POLITICO: Europe’s investment bank sets pace on fossil fuel lending

15 November 2019

The EIB pledge to end support for fossil fuel investments by 2021 sets a path for other multilateral lenders. The EIB is also the first to set a lending policy tied to the goals of the Paris Agreement — something other development banks have also pledged to do.

"We do believe we are helping to set the standard for all international institutions for what it means to be Paris aligned," Andrew McDowell, the bank's vice president in charge of energy.

The shift in policy approved in Luxembourg sends a clear signal that business as usual when it comes to financing big energy projects is dead. Getting the bank's stamp of approval and cheap finance is crucial for project developers, allowing them to more easily tap private markets.

The rules will end lending to fossil fuel projects as of 2021. That's a year later than the EIB had originally suggested, but their 2020 proposal sparked a storm of protest from the EC and some of the 28 EU countries that are the bank's shareholders.

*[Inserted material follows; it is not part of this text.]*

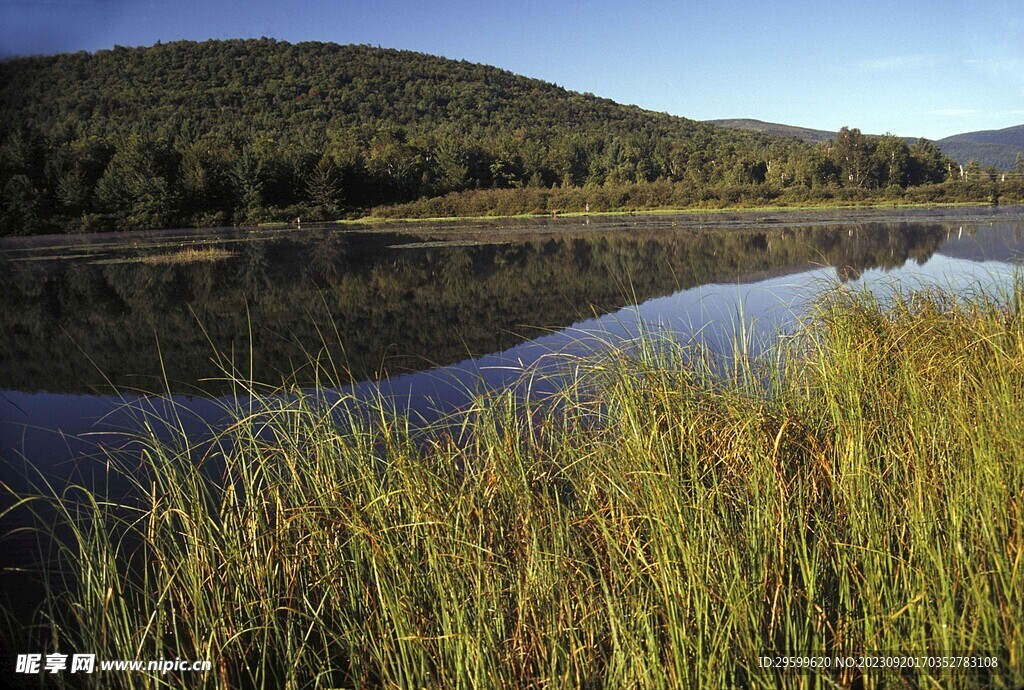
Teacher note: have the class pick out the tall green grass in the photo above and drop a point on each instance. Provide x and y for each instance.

The 2021 cut-off will allow for the financing of a last wave of infrastructure projects that have already received EU backing — a compromise the Commission pushed for and said it's "satisfied" with. By 2025, half of the bank's investments — it loaned €55.6 billion last year, of which about €16 billion went for energy projects — will go to climate and sustainable investment projects.

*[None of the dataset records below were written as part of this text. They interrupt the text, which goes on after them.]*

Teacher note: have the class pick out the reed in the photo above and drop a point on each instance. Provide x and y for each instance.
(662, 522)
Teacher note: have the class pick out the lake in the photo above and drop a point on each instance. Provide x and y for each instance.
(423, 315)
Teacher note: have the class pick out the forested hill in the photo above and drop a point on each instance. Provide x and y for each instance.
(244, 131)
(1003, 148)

The bank also set a strict limit for financing power generation projects of 250 grams of carbon dioxide per kilowatt-hour — replacing the old standard of 550 grams. The tougher guidelines exclude not only coal-fired power (which the bank has already stopped financing) but also unabated natural gas — that means projects will have to incorporate technologies like carbon capture and storage to squeeze under that threshold.